Em Minas Gerais, o setor de panificação enfrenta um déficit de cerca de 30 mil trabalhadores, segundo a Câmara da Indústria de Alimentos e Bebidas da Fiemg. Esta escassez de mão de obra compromete o atendimento ao público e a produção, com muitas empresas recorrendo à compra de pão congelado e terceirização para manter o funcionamento. A informalidade e o crescimento dos aplicativos de entrega são apontados como fatores que dificultam a contratação.
O presidente da Câmara, Vinícius Dantas, destaca que a contratação formal se torna inviável devido aos altos custos trabalhistas, fazendo com que muitos trabalhadores optem por atividades informais, que oferecem renda imediata sem as mesmas obrigações. Além disso, a falta de políticas públicas para incentivar o retorno ao mercado formal e a baixa produtividade da economia agravam o cenário.
Para contornar a falta de profissionais, algumas padarias têm investido em automação, embora enfrentem obstáculos como a alta carga tributária sobre tecnologia e o custo elevado de financiamentos. A situação de Minas Gerais reflete uma tendência nacional em que benefícios sociais como o Bolsa Família e o BPC são citados por empresários como fatores que aumentam o 'salário de reserva', tornando menos atrativas as vagas com remuneração inicial baixa.

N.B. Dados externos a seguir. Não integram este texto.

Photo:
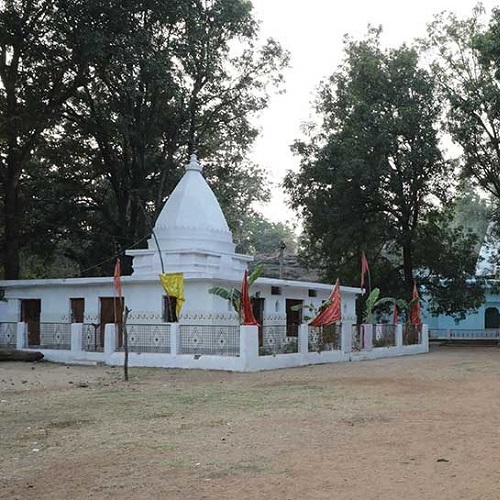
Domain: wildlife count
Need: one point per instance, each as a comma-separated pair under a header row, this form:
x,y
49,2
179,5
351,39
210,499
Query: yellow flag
x,y
173,284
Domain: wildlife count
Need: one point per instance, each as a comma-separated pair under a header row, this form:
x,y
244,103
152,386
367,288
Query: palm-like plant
x,y
233,295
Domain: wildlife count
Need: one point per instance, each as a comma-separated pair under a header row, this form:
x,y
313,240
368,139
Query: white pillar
x,y
425,337
21,341
303,338
109,339
346,337
249,345
399,335
76,337
368,337
175,339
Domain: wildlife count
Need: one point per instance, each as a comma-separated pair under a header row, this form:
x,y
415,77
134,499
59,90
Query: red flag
x,y
245,304
415,310
364,269
332,312
117,278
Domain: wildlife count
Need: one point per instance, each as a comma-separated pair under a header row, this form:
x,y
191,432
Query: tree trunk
x,y
408,267
12,223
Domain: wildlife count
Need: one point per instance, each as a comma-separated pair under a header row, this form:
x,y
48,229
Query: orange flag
x,y
415,310
117,278
245,304
332,313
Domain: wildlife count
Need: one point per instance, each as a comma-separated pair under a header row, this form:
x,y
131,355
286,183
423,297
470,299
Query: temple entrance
x,y
491,318
293,317
258,313
111,312
30,314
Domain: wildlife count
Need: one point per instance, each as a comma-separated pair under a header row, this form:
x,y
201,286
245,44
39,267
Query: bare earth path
x,y
412,428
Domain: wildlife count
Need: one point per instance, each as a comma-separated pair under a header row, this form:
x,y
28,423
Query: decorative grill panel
x,y
275,341
222,340
325,338
8,334
412,334
93,337
385,336
444,334
148,338
55,336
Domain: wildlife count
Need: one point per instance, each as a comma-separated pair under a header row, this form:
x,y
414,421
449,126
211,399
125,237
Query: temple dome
x,y
192,217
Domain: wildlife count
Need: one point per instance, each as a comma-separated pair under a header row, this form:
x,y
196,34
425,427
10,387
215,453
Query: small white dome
x,y
192,217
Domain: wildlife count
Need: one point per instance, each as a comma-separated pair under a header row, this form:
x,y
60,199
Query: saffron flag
x,y
117,278
173,284
415,310
364,269
245,305
332,312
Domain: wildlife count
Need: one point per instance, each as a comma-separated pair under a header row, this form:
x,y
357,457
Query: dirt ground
x,y
412,428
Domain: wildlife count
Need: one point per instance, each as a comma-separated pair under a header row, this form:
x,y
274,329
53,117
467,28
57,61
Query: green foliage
x,y
465,60
233,295
370,303
373,179
256,235
156,80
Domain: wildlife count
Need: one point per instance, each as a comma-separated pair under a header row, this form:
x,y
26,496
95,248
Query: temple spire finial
x,y
194,164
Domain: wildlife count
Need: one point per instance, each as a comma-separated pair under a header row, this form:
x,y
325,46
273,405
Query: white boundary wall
x,y
247,361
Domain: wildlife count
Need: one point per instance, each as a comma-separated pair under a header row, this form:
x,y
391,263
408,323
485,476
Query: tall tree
x,y
164,79
39,70
465,62
373,171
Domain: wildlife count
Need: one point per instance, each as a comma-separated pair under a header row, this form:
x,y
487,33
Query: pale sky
x,y
312,31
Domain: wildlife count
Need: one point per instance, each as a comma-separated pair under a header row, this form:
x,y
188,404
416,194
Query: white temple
x,y
192,235
193,238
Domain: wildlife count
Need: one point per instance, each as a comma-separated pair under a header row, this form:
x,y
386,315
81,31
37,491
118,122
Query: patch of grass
x,y
68,423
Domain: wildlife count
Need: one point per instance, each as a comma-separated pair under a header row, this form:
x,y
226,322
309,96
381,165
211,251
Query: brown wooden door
x,y
30,314
111,312
77,310
293,318
258,313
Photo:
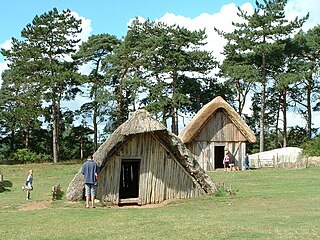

Enquanto isso, o mercado de trabalho mineiro apresenta desafios semelhantes aos de outras regiões do Brasil, com taxas de desemprego historicamente baixas e uma alta rotatividade de trabalhadores em setores que exigem menor qualificação técnica. Em comparação, o Espírito Santo adotou medidas como o fechamento de supermercados aos domingos para lidar com a falta de mão de obra, um reflexo das dificuldades em montar escalas de trabalho.
O setor de panificação espera que a introdução de novas tecnologias e a melhoria nas condições de crédito possam ajudar a mitigar o déficit de mão de obra e permitir um crescimento mais robusto em 2026.